Firstly, SoFi comes with really low APR compared to other lenders, and there are no fees for loan origination, late payments, or prepayment. You can borrow up to $100k from as low as 5.99% APR and at the 18.64% APR at the most. Other lenders can go well beyond 30%, just to be clear. Loans come with unemployment protection as standard and can be spread across seven-year terms.
No one wants to wait until payday to fix a cracked tooth, and the cost of dental care can be so high that a lot of us can’t afford to fork out for it anyway. In order to receive the treatment you need, there’s no better lender to turn to than the Lending Club. With up to $40,000 available, depending on your credit score, you could afford to pay for a whole new set of teeth if you wanted to.
There are three types of lending options available and it only takes a few minutes to check the options you’re eligible for. The APR starts as low as 4.99% for installment loans and terms can run as long as 84 months, though you might prefer to take one of the shorter options. Whichever type you choose, your teeth can get the care they need without breaking the bank too much.
When you’ve got a family to take care of, trips to the opticians and the cost of new glasses go up when you have everyone else to think about. Rather than struggle for the next few months, turning to an online lender means you can maintain the same quality of life while still affording to pay for your kids’ glasses. You’ll need to keep in mind the interest that you’ll be required to pay, though, so be sure to go with a lender like Laurel Road.
The APR on Laurel Road’s fixed-rate loans is low in comparison to its competitors, coming in at a minimum of 5.50%. You can borrow anything up to $80,000 if you need to, giving you enough to pay for your much-needed eye treatment with enough left over for any home improvements you have lined up. Plus, if you sign up for automatic monthly payments, you’ll get a 0.25% discount on the amount you have to repay.

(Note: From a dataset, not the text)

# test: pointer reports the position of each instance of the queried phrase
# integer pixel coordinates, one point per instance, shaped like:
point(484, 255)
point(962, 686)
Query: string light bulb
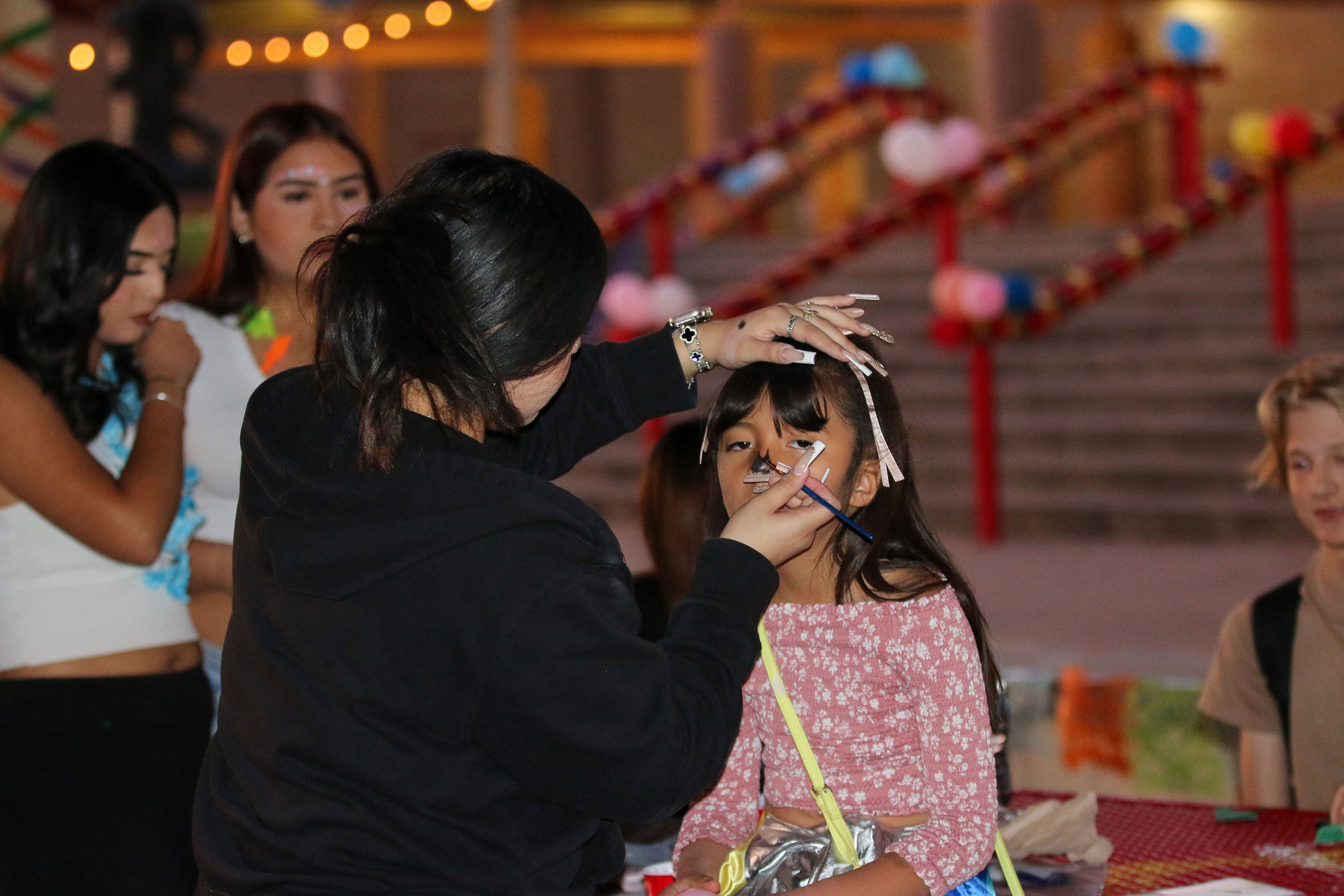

Our hearing deteriorates as we get older but some people experience this at a much younger age. Whether it’s with hearing aids or some form of treatment, getting the care you require for your ears can be expensive. Earnest is the first choice when it comes to protecting the health of your ears since the terms and interest of its loans are desirable and suited to people with all budgets.
With Earnest, you can borrow up to $75,000 for any surgery or treatment you might require, with APR from as low as 5.99%. Plus, payments can be split between 36 and 60 months, so you don’t have to make major adjustments to your lifestyle in order to cover the loan. It only takes a couple of minutes to see whether you can take a loan or not and you’ll receive the money in just one or two business days once you’ve been approved.
Medical Loans With Bad Credit
Having bad credit makes it a little more challenging to get a loan. The same applies to a medical loan as lenders want to know that you are capable of paying back your debt.
However, it's not impossible to get a medical loan in spite of an imperfect credit score. Some lenders make special provisions for people with bad credit. Be sure to do your research and try to work directly with the lender to see if you can arrange a payment plan.
Medical loans can help cover a variety of health care procedures, including those that are not covered by insurance, and you can't afford to pay out of pocket for. They aren't the only financing option available, but they are a good one to consider.
They have a lot of advantages and can be easily tailored to an individual's interest. Take time to do your research and compare quotes from different lenders. Try to get a loan with the lowest possible rates and best terms for your unique financial situation.